I read with interest the Science & Society article by Israëls et al. (Clinical trials to improve childhood cancer care and survival in sub-Saharan Africa. Nat. Rev. Clin. Oncol. 10, 599–604; 2013).1 This paper described the potential for paediatric oncology trials conducted in sub-Saharan Africa to advance the field's knowledge while extending health benefits to children regardless of their country's development index.

One of the major challenges in treating patients in low-resource settings is treatment completion. Despite much effort—which include patient-centred counselling,2 fee coverage,3 attentiveness to nutritional status,4 social support,5 infrastructure developments,6 gradual adaptation of treatment regimens with decreased toxicity,7,8 and collaborative partnerships9—the rates of treatment completion remain low, with reported abandonment rates of 40–50%.10,11,12,13 I recently visited a twinning site in sub-Saharan Africa on the day of a patient's treatment completion. Treatment completion in this region is all too rare and seemingly cherished as a gift, quite timely as we enter the holiday season. Despite the light-heartedness of this poem, I join Israëls et al.1 in urging the serious and steadfast prioritization of improved childhood cancer care in sub-Saharan Africa.

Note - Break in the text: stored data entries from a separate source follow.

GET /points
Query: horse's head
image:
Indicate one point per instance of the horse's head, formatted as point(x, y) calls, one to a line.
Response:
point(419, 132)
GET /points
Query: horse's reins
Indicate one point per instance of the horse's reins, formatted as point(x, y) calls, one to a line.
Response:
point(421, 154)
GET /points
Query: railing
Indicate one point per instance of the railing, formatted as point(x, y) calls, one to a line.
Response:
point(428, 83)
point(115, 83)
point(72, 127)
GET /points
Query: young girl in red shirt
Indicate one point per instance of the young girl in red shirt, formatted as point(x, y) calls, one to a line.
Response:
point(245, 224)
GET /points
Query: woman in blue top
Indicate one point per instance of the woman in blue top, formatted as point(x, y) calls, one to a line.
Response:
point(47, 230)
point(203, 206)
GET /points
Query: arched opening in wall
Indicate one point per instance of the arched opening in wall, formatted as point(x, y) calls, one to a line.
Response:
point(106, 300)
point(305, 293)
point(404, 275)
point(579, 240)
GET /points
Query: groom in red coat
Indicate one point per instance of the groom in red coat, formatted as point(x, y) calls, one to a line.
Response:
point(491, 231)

An ode to treatment completion in a low-income setting

Credit: NPG

'Twas the patient's last day of chemo, when throughout the clinic, All of us celebrated, turned believers from critics. His infusion was hung by the bedside with care; Here treatment completion is an event all too rare. Other patients were nestled all snug in their beds, Where infectious disease funding has moved on ahead. Noncommunicable diseases face funding caps, Resulting too often in global oncology survival gaps. Treatment barriers should make the world clatter, Toward urgent interventions to fix this stark matter. Disease progression and relapse occur in a flash, When system priorities and survival outcomes—clash. Facing drug shortages, infrastructure limits, and access woes, Abandonment triumphs and cure rates are low. When, what to my wondering eyes should appear, This patient on protocol did persevere. Through creative interventions, so lively and quick, With community togetherness his disease we did kick. More rapid than blasts his courses they came, Recognizing barriers and calling out their shame. “Now Vincristine! now, Etoposide! now, onward Cisplat! On, Methotrex! On Leucovorin, and more supportive care for that! To every child regardless of birth location, Push for survival even in low-income nations!” Aware that 50%14 abandonment rate is too high, To overcome obstacles—together we must ally. We must ramp up completion interventions, Give education, enablement, and empowerment attention. Use behavioural targets such as reminder devices and incentives, Arm patients with information and communities with prevention. Form parent groups to address stigma and give patients support, Ensure food baskets, housing, and provision of transport. In this era of genetic modalities and research translational, Remember this truth foundational: 80%15 of children with cancer are facing despair, Now is the time for universal access to care. High, middle, and low-income settings are in this together; Collaboration will make survival curves better. In this holiday season of goodwill and charity, Partnership can narrow outcome disparity. On this patient's last day of chemotherapy infusion, He reminds me a better world is not an illusion! He has successfully completed the treatment plan, Now he will grow into a healthy young man. He is a living testimony to community support, His family's love and twinning teams to exhort. May this protocol be one of many completions we write, For quality care to all children and cure as a health right.